We’ve said time and again that the best course of action is to take the advice of financial experts who recommend preparing at least a year before making a full commitment to buy a home. But why is that recommended?
Some first time home buyers don’t understand the expenses connected to purchasing a home. The down payment required on FHA loans–3.5%– is the lowest you’re likely to find compared to conventional loans which often require 10% down or more. That down payment is only one of the expenses. There are closing costs, appraisal fees, and optional money-saving features like discount points.
In light of these expenses, it becomes more obvious why an FHA loan applicant should make a budget and start saving money at least 12 months in advance. Another reason to start preparing early? Learning how much available income may be needed to make a house payment. There are many online mortgage calculators that can help a borrower learn the true state of their finances and how much is needed to afford an FHA mortgage.

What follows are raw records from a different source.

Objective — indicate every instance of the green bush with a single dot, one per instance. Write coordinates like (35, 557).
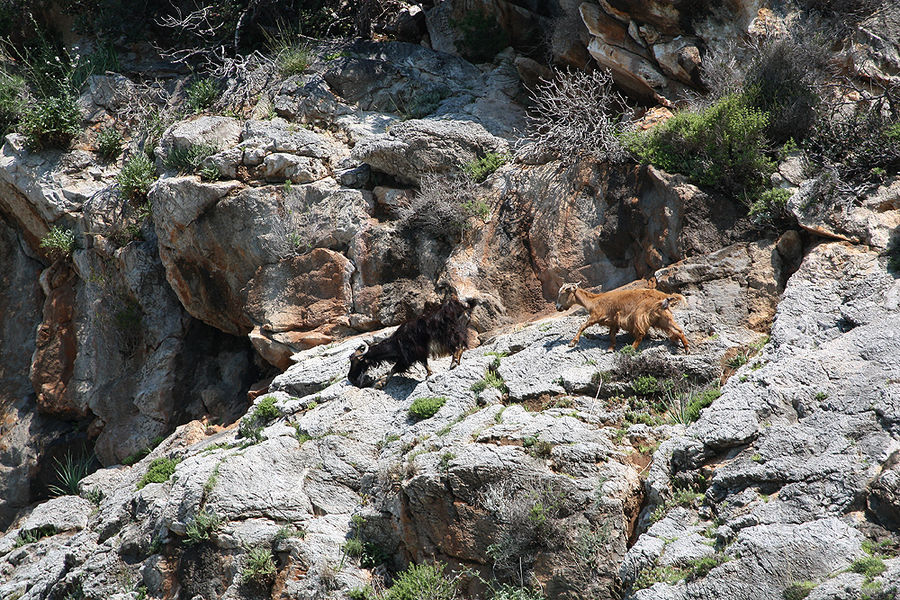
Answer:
(69, 474)
(481, 36)
(422, 582)
(159, 471)
(202, 94)
(425, 408)
(136, 177)
(200, 528)
(59, 242)
(722, 146)
(260, 567)
(109, 143)
(50, 122)
(870, 566)
(481, 168)
(11, 101)
(253, 423)
(770, 205)
(189, 160)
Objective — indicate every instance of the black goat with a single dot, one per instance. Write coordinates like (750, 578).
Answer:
(440, 332)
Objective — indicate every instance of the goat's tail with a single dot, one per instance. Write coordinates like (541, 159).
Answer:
(671, 300)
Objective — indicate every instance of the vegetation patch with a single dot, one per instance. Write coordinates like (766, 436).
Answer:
(59, 242)
(201, 527)
(722, 146)
(422, 581)
(253, 423)
(136, 177)
(425, 408)
(159, 471)
(260, 566)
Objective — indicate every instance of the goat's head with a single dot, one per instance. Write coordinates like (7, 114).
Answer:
(358, 365)
(566, 297)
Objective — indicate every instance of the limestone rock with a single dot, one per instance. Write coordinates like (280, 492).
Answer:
(414, 148)
(871, 222)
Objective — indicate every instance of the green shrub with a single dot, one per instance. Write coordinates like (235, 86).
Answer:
(189, 160)
(200, 528)
(202, 94)
(770, 205)
(870, 566)
(422, 582)
(253, 423)
(700, 401)
(491, 380)
(109, 143)
(69, 474)
(30, 536)
(59, 242)
(481, 36)
(50, 122)
(136, 177)
(722, 146)
(11, 101)
(260, 567)
(425, 408)
(645, 385)
(159, 471)
(798, 590)
(481, 168)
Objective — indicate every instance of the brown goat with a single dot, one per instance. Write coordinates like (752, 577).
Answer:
(634, 310)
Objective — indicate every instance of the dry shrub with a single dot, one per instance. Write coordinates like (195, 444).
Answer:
(578, 113)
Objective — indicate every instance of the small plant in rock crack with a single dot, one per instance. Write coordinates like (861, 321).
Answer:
(254, 422)
(425, 408)
(59, 242)
(201, 527)
(70, 472)
(260, 566)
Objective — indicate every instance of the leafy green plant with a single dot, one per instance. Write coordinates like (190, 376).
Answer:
(59, 242)
(12, 101)
(420, 582)
(69, 473)
(260, 566)
(50, 122)
(253, 423)
(722, 146)
(159, 470)
(201, 94)
(32, 535)
(870, 566)
(481, 168)
(770, 205)
(109, 143)
(189, 160)
(425, 408)
(136, 177)
(491, 379)
(201, 527)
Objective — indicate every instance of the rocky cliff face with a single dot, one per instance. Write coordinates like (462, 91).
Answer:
(579, 471)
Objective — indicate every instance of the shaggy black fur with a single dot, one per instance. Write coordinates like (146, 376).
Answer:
(440, 332)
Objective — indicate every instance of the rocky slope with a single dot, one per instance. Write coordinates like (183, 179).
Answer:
(579, 471)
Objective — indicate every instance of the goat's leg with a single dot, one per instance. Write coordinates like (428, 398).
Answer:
(676, 334)
(613, 330)
(638, 336)
(588, 323)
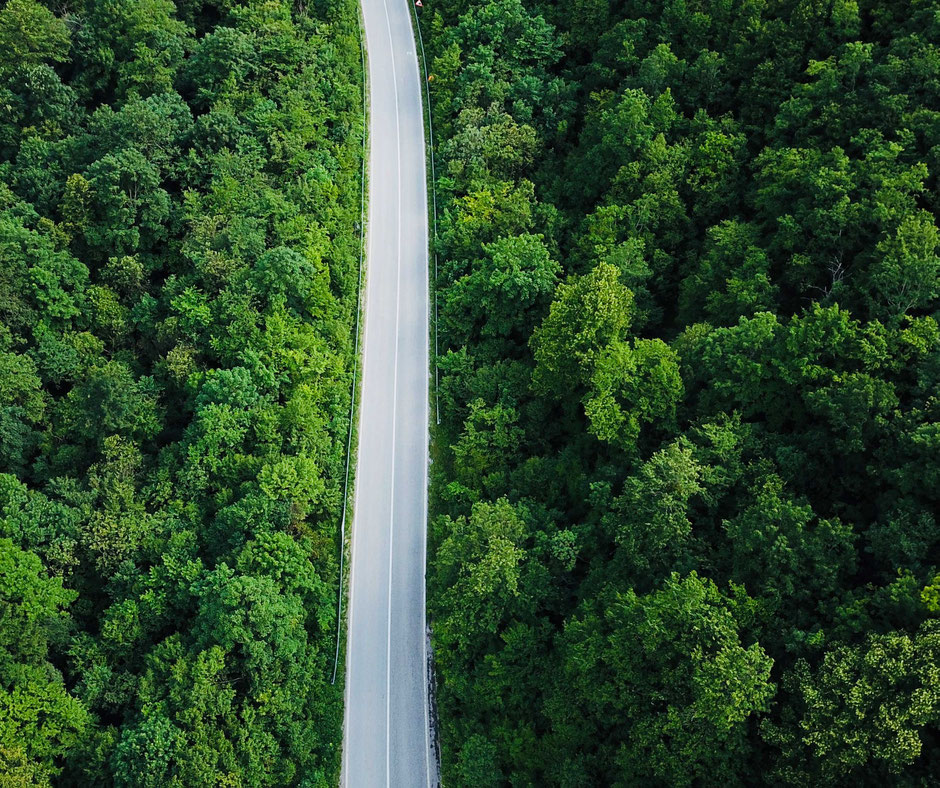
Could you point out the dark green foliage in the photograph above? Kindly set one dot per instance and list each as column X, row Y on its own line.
column 687, row 475
column 179, row 184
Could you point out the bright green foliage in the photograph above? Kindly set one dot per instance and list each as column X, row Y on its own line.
column 688, row 292
column 179, row 187
column 663, row 683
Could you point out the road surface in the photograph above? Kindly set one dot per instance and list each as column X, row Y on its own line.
column 386, row 738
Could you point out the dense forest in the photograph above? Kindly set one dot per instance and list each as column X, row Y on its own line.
column 687, row 476
column 179, row 187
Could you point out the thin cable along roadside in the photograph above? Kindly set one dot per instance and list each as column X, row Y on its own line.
column 427, row 97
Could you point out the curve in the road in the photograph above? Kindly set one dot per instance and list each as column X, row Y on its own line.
column 386, row 733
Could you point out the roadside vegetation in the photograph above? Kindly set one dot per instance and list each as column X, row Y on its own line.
column 685, row 500
column 179, row 187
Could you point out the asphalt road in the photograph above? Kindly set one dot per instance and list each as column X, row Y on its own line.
column 386, row 737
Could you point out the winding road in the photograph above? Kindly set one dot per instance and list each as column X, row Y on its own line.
column 386, row 734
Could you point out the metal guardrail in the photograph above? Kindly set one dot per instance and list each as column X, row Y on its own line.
column 427, row 98
column 352, row 397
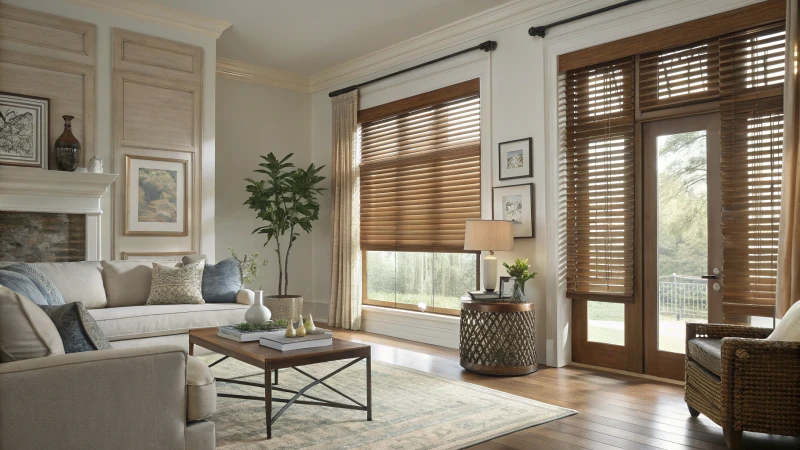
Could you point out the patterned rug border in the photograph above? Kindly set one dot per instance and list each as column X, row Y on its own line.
column 561, row 411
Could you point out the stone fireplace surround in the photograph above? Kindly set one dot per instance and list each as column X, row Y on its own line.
column 25, row 189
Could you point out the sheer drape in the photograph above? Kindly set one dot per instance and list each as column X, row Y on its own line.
column 345, row 302
column 788, row 289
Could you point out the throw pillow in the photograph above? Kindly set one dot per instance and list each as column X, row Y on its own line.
column 177, row 285
column 25, row 279
column 25, row 330
column 221, row 281
column 788, row 329
column 79, row 332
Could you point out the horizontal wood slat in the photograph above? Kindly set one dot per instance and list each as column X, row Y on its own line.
column 597, row 105
column 677, row 35
column 420, row 171
column 751, row 108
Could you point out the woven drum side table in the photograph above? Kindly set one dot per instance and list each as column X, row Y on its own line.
column 497, row 338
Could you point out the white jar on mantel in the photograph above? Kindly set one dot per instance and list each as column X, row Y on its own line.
column 258, row 313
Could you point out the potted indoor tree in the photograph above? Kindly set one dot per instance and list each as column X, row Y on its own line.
column 287, row 202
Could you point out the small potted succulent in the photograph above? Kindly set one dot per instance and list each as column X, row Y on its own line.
column 519, row 273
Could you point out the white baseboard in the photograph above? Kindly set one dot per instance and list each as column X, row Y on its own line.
column 415, row 326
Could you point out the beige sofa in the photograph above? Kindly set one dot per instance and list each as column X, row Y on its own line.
column 115, row 293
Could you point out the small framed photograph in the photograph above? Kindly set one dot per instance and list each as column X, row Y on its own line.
column 156, row 199
column 24, row 130
column 506, row 286
column 516, row 159
column 515, row 203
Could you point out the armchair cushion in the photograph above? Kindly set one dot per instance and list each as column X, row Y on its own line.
column 708, row 353
column 201, row 390
column 788, row 329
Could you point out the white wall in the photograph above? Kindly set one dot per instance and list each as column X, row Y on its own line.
column 523, row 93
column 254, row 120
column 105, row 21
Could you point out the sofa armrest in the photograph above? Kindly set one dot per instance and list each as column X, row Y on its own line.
column 761, row 384
column 122, row 399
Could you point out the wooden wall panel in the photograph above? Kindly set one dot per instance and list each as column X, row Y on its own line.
column 157, row 104
column 158, row 57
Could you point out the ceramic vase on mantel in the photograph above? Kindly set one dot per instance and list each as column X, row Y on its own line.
column 258, row 313
column 67, row 148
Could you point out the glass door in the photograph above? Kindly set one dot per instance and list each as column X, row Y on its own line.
column 682, row 244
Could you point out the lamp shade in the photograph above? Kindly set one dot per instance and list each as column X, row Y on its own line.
column 494, row 235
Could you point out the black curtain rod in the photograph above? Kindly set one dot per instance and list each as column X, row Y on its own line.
column 487, row 46
column 540, row 31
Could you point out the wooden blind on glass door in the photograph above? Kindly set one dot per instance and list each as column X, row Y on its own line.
column 598, row 112
column 421, row 176
column 677, row 76
column 751, row 87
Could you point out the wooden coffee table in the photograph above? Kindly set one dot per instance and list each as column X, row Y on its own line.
column 271, row 360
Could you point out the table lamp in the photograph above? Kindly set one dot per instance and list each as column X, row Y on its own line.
column 491, row 236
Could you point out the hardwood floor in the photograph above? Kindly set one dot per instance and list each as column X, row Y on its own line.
column 614, row 410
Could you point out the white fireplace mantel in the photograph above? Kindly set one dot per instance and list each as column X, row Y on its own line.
column 26, row 189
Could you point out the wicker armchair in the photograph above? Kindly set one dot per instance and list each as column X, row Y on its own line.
column 742, row 382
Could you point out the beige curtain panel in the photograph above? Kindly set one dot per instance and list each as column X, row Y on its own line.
column 345, row 303
column 788, row 289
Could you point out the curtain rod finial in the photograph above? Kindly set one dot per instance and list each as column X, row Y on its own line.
column 488, row 46
column 537, row 31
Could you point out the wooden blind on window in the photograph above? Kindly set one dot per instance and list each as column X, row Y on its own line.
column 421, row 173
column 751, row 87
column 679, row 75
column 598, row 109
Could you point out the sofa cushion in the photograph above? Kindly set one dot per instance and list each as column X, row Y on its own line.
column 201, row 390
column 133, row 322
column 25, row 330
column 27, row 280
column 127, row 283
column 707, row 353
column 788, row 329
column 79, row 332
column 177, row 285
column 77, row 281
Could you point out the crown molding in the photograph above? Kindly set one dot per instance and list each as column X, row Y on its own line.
column 473, row 27
column 163, row 15
column 242, row 71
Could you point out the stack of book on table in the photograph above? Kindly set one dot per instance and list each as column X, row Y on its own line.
column 277, row 341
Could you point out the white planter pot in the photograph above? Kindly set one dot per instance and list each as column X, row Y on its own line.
column 258, row 313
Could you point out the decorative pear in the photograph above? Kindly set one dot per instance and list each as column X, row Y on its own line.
column 301, row 330
column 290, row 330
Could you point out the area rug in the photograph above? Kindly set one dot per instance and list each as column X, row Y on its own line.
column 410, row 410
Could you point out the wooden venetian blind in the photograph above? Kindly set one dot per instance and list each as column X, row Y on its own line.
column 598, row 110
column 420, row 172
column 751, row 86
column 679, row 75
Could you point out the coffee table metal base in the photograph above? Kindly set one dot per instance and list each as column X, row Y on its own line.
column 269, row 386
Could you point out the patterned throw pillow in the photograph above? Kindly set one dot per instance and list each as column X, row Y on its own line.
column 79, row 332
column 177, row 285
column 27, row 280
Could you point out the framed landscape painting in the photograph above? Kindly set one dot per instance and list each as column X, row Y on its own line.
column 516, row 159
column 24, row 130
column 156, row 197
column 515, row 203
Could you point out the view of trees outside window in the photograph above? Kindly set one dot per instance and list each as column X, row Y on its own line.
column 421, row 278
column 682, row 246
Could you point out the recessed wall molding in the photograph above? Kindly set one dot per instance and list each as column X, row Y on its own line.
column 242, row 71
column 163, row 15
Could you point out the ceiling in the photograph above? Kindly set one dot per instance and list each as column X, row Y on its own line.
column 308, row 36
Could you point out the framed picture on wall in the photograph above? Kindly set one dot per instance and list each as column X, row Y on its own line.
column 156, row 198
column 515, row 203
column 516, row 159
column 24, row 130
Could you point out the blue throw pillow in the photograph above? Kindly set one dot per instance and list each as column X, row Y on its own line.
column 27, row 280
column 220, row 281
column 77, row 328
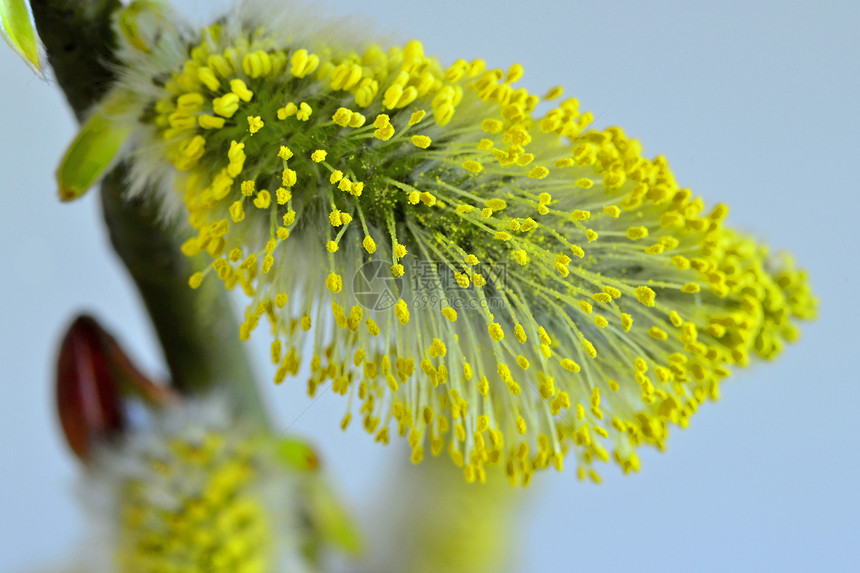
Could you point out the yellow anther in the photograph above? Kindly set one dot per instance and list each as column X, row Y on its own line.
column 496, row 331
column 334, row 283
column 401, row 311
column 255, row 124
column 207, row 78
column 283, row 196
column 645, row 295
column 288, row 178
column 626, row 322
column 369, row 245
column 263, row 200
column 538, row 172
column 421, row 141
column 342, row 116
column 210, row 122
column 288, row 110
column 237, row 213
column 196, row 280
column 248, row 188
column 239, row 88
column 226, row 105
column 304, row 112
column 492, row 126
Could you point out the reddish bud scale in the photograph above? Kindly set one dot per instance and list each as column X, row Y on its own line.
column 88, row 397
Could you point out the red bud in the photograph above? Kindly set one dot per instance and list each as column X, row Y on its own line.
column 88, row 396
column 94, row 376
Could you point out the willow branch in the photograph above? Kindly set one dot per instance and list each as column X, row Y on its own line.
column 197, row 329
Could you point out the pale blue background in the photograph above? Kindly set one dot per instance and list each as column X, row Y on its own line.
column 754, row 103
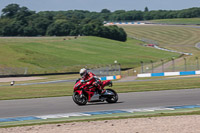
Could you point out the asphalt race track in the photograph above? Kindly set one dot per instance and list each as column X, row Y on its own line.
column 57, row 105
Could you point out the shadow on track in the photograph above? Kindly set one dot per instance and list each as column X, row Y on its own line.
column 101, row 103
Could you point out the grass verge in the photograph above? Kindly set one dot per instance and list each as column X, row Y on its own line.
column 102, row 117
column 66, row 88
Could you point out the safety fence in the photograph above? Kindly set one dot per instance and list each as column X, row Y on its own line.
column 170, row 65
column 99, row 70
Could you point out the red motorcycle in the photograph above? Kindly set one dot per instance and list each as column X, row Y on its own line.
column 84, row 93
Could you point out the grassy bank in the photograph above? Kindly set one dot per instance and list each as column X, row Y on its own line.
column 179, row 38
column 66, row 89
column 62, row 54
column 186, row 21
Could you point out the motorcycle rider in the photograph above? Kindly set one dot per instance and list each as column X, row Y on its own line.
column 91, row 79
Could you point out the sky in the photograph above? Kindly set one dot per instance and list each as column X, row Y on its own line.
column 98, row 5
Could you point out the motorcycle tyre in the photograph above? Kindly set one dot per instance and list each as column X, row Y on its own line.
column 109, row 100
column 78, row 102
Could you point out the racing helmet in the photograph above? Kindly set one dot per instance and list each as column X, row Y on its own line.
column 83, row 72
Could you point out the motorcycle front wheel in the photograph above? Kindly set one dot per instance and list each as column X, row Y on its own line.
column 79, row 99
column 112, row 99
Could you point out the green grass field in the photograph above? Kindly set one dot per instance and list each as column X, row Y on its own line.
column 180, row 38
column 190, row 21
column 60, row 54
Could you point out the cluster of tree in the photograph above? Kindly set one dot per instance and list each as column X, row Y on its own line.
column 20, row 21
column 122, row 15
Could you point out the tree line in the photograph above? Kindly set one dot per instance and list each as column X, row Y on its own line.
column 20, row 21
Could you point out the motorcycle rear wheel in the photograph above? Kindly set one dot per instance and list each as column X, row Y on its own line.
column 78, row 99
column 112, row 99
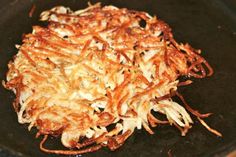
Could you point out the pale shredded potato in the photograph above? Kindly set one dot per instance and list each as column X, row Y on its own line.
column 95, row 67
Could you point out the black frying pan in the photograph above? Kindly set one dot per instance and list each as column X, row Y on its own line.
column 208, row 25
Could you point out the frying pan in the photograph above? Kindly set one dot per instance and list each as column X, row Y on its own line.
column 208, row 25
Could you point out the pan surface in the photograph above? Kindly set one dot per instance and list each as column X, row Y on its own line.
column 206, row 25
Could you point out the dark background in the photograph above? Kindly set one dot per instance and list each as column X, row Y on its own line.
column 209, row 25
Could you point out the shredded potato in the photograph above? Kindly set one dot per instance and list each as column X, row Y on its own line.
column 93, row 68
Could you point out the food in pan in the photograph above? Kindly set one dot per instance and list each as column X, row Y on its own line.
column 94, row 76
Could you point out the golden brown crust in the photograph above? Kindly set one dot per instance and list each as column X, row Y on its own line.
column 96, row 67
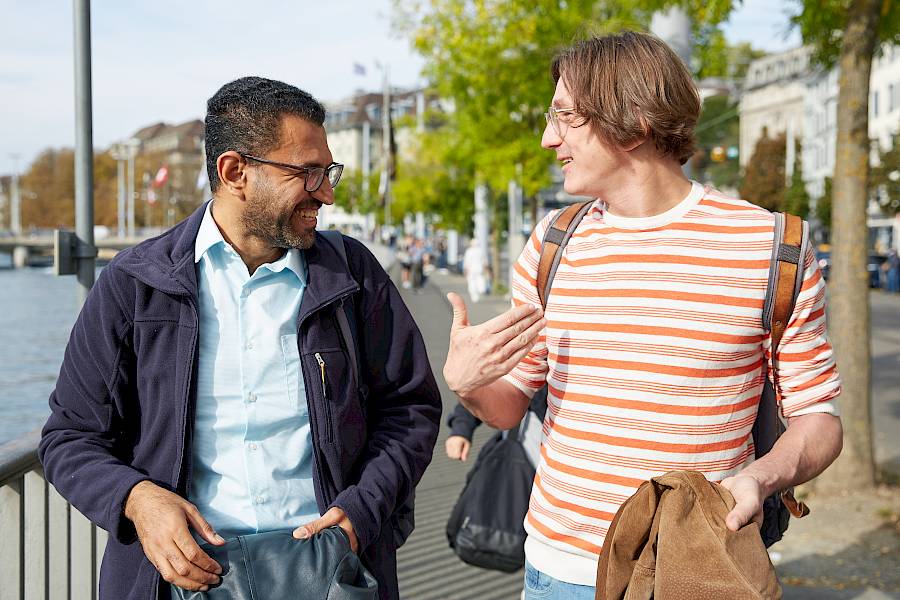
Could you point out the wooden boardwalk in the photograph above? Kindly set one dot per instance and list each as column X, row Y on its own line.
column 428, row 569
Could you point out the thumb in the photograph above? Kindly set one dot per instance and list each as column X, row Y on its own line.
column 313, row 527
column 739, row 516
column 460, row 314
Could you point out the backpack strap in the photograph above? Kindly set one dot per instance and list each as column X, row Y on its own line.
column 785, row 279
column 555, row 239
column 345, row 316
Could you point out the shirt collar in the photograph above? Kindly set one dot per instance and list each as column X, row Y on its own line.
column 208, row 236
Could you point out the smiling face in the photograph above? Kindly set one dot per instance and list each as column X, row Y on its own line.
column 589, row 164
column 277, row 209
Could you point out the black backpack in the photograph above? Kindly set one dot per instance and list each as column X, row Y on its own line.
column 486, row 528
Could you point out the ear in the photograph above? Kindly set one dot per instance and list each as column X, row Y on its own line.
column 232, row 169
column 645, row 135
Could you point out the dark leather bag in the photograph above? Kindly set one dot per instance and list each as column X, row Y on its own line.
column 275, row 566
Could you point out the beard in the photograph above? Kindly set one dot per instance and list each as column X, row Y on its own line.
column 269, row 219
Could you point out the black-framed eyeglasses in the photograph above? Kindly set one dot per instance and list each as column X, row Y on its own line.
column 313, row 176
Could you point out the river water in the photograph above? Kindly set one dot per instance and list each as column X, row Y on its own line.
column 37, row 311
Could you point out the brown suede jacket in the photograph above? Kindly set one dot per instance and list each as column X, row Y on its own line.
column 669, row 542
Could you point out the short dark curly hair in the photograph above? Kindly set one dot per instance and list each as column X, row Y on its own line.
column 245, row 116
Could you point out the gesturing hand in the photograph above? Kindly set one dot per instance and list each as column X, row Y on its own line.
column 161, row 519
column 480, row 354
column 457, row 447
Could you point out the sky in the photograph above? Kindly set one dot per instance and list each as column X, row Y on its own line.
column 161, row 60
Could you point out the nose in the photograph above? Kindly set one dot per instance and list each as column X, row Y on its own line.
column 325, row 193
column 550, row 139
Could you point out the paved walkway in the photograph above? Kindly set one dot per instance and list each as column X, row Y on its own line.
column 429, row 570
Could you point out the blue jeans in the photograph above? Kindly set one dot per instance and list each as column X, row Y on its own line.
column 540, row 586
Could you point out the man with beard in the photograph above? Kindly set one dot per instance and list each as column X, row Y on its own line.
column 207, row 389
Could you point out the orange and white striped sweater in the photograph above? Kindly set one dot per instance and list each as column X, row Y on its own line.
column 653, row 354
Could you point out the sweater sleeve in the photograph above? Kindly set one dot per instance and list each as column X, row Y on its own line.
column 808, row 380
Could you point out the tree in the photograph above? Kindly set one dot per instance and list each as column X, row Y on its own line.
column 763, row 182
column 719, row 126
column 841, row 32
column 823, row 206
column 885, row 181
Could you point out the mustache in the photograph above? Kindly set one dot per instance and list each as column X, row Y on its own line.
column 312, row 204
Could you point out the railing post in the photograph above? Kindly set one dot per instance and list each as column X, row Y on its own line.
column 12, row 549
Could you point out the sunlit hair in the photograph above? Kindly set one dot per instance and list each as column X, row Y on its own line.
column 631, row 86
column 245, row 116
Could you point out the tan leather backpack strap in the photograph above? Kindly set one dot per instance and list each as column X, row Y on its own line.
column 555, row 239
column 790, row 261
column 789, row 265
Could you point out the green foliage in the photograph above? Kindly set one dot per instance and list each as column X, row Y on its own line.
column 719, row 125
column 491, row 58
column 350, row 195
column 822, row 23
column 884, row 180
column 764, row 176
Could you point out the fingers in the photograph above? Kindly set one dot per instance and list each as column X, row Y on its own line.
column 510, row 318
column 465, row 450
column 202, row 527
column 196, row 556
column 175, row 567
column 526, row 338
column 460, row 313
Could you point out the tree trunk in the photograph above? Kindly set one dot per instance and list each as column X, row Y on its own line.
column 848, row 315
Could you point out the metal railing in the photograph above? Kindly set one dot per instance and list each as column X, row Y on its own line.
column 48, row 550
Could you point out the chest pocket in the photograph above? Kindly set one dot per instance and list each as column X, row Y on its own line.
column 293, row 379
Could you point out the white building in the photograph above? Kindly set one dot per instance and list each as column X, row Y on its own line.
column 773, row 98
column 820, row 126
column 354, row 129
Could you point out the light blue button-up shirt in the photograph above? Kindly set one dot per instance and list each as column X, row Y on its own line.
column 252, row 446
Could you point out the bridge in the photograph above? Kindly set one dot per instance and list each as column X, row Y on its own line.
column 29, row 250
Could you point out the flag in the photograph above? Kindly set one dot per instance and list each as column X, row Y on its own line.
column 162, row 176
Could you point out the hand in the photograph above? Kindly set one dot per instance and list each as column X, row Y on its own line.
column 334, row 516
column 748, row 500
column 457, row 447
column 161, row 520
column 481, row 354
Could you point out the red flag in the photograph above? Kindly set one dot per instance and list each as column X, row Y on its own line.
column 162, row 176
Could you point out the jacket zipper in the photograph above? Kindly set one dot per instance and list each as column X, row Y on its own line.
column 321, row 362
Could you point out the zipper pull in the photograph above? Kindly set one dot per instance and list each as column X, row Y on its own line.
column 321, row 370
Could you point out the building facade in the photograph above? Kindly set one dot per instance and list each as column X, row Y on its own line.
column 773, row 98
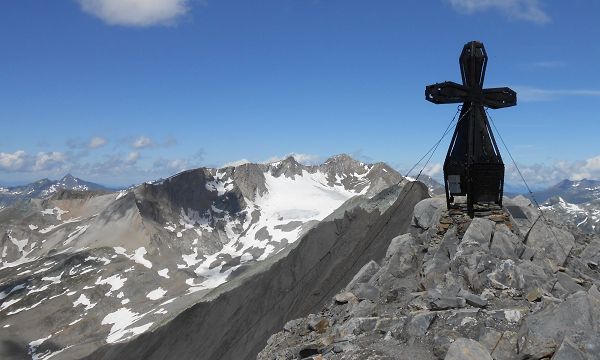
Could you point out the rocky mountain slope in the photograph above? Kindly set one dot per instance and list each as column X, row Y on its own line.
column 585, row 216
column 90, row 268
column 45, row 187
column 234, row 321
column 501, row 286
column 574, row 192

The Ginnie Mae page has a simple mortgage calculator that can help. It asks for your gross income, the total of your monthly credit card bills, car payment, and other monthly obligations.
Doing the math with a mortgage calculator can show you how much of your current debt you may need to trim before applying for an FHA mortgage loan. Can you afford a mortgage payment at your current level of financial commitment?
Could you change your debt levels over the coming year to make an FHA mortgage affordable? These are important questions that you can answer in the earliest stages of your path to owning a home–those answers can help you decide what to do next. Whether you need to work on lowering monthly obligations or simply begin saving for the down payment, doing the math as early as possible is a big help.